Monday, Nov. 05, 1956

New Plays in Manhattan

Separate Tables (by Terence Rattigan) brings quicksilver to a Broadway season still lacking in blood. A big London hit, Separate Tables is as much stunt as drama in effect, as much production as play in appeal. The author of The Winslow Boy and 0 Mistress Mine has written two short plays with a shared background --a small, drab, English seaside hotel--and a recurrent roster of guests. In passing from one play to the other, only the two leading players, Margaret Leighton and Eric Portman--and they vary garishly--have new roles.

In Table by the Window they are a once-married couple who meet again after having messed up each other's lives. She is now a desperately chic, a self-seeking but unsought woman who might have married millions but is reduced to modeling and drugs. He, a once tough, talented proletarian who might have been a Labor cabinet minister, is reduced to penny-alining and drink. In Table Number Seven Actor Portman is a natty fraud who has largely invented a dashing military past and a sexually timid duffer who has been pinched for molesting women in cinemas.

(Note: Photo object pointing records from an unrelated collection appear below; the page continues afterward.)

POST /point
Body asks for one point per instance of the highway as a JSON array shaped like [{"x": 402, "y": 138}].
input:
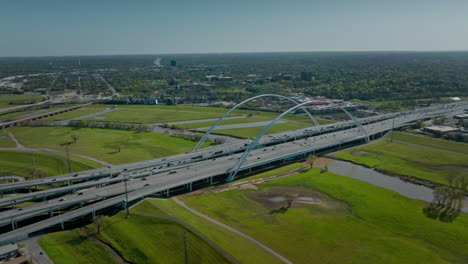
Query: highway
[
  {"x": 186, "y": 158},
  {"x": 145, "y": 178}
]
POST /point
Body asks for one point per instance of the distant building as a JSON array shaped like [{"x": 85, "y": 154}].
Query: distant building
[
  {"x": 212, "y": 78},
  {"x": 440, "y": 129},
  {"x": 462, "y": 116},
  {"x": 307, "y": 76},
  {"x": 173, "y": 82}
]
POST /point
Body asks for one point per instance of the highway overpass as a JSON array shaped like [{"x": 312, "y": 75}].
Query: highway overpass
[{"x": 145, "y": 178}]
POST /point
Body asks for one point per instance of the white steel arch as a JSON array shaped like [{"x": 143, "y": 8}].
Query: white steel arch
[{"x": 207, "y": 133}]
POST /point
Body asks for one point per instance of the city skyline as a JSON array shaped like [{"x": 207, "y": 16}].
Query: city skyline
[{"x": 55, "y": 28}]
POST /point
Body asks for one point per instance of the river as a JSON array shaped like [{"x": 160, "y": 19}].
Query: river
[{"x": 371, "y": 176}]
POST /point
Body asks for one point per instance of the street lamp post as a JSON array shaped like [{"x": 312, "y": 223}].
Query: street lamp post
[{"x": 126, "y": 195}]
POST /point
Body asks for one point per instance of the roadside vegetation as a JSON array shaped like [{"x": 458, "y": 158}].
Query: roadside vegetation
[
  {"x": 250, "y": 132},
  {"x": 137, "y": 239},
  {"x": 317, "y": 217},
  {"x": 110, "y": 145},
  {"x": 7, "y": 101},
  {"x": 430, "y": 159},
  {"x": 37, "y": 165}
]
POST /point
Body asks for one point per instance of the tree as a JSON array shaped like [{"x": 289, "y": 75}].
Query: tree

Actress Leighton is an angular, sniffiy spinster who loves the fraud whom her dragon of a mother exposes and tries to expel.

In both plays Rattigan sounds a like theme--expressed in the symbolism of separate tables--of the awful aloneness, the need for others, of the down-at-heel and down-at-heart. But otherwise, there is a sharp contrast between two lives badly lived and two not lived at all, and a glorious opportunity, on the stars' part, for virtuoso acting. Actor Portman changes as brilliantly from an enraged but powerless bull to a neatly clipped but bleating, lamb as does Actress Leighton from a hard, sick, glossy siren to a sick, quivering dowd. And, as staged by Peter Glenville, both productions are consistently adroit theater, full of gaudy character acting and authoritative ensemble playing.

Barring a certain garrulity, Playwright Rattigan has done his full share--in characterization and atmosphere, in sharp touches and emotional scenes--to make such stunt-writing prosper. Indeed, his vivid theater sense is a little disastrously triumphant. There are times when the first drama seems more than arrant make-believe, seems concerned with truth. Unfortunately, Playwright Rattigan has never had the courage of his conceptions, and here--as in The Deep Blue Sea--he wobbles into a miserable happy ending. And in the second play, where he might seem to be protesting against much that is amiss in English life, he emerges an example of much that is amiss with English playwriting: the engines are reversed, the sentimental faucets turned full on. Writers, too, have need of others, of the comforting arms of the public; but the artist's independence of stance, his solitary, separate-table vision, is his one source of lasting power. For him not to sup alone is almost certainly to sup with the Devil.

The Best House In Naples (adapted from the Italian of Eduardo de Filippo by F. Hugh Herbert) was the fourth play during October--normally a well-mannered and even patrician theater month --to set Broadway's teeth on edge. Like the other three, it promptly folded. A tale about a painter's bordello-bred mistress who after 23 years tricks him into marrying her, only to produce three grown-up sons, just one of whom--and she won't say which--is the painter's, The Best House in Naples quickly became as nonsensical and tedious as from the outset it was vulgar.